Present investigation was carried out to study the physiological and biochemical changes during moisture stress by identifying two contrasting genotypes from earliar studies i.e. M. acuminata. ssp burmaniceoides commonly recognised as 'Calcutta-4' belonging to AA genomic group and 'Bee hee kela' belonging to BB genomic group were used. The per cent reduction in photosynthetic rate (P_N) between control and stressed plants was 45.28 (%) for 'Calcutta-4' and 36.01(%) for 'Bee hee kela', Transpiration rate (E) was 30.24 (%) for 'Calcutta-4' and 22.36 (%) for 'Bee hee kela' and Stomatal conductance (gs) was 60.30 (%) for Calcutta-4 and 56.10 (%) for 'Bee hee kela', indicating BB genotypes are tolerant to water deficit conditions. Leaf water potential (Ø) was higher in 'Bee hee kela' (BB) both in watered (-0.913 MPa) and under stress (-1.518 MPa) situations when compared with 'Calcutta-4' (AA) control (-1.35 Mpa) and stressed (-1.824 MPa) plants.
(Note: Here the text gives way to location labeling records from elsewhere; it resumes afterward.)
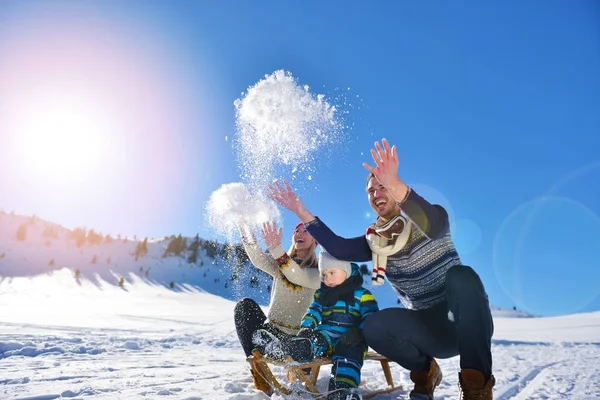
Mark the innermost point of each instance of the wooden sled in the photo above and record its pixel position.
(295, 373)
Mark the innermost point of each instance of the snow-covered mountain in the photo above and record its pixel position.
(73, 329)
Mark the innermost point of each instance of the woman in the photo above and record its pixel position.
(295, 279)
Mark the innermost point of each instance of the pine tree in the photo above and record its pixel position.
(22, 232)
(193, 250)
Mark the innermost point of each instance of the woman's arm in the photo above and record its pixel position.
(347, 249)
(259, 258)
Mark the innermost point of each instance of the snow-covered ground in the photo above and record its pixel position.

Malondialdehyde content was estimated to be high in 'Calcutta-4' than that of 'Bee hee kela' indicating higher degree of membrane damage in Calcutta-4. The two antioxidant enzymes namely Super oxide dismutase (SOD) and Catalase activities were found to be higher in Bee hee kela stressed samples than 'Calcutta- 4' indicating better oxidative damage withstanding capacity. 'Bee hee kela' (BB) showed higher Ø, gs, and antioxidant enzyme (SOD and Catalase) activities. 'Bee hee kela' genotype is more drought tolerant than 'Calcutta-4'. Identified drought tolerant genotype can be further used as a donor for drought tolerance.

Keywords

Banana, Drought, Photosynthesis, Melondialdehyde, Antioxidants.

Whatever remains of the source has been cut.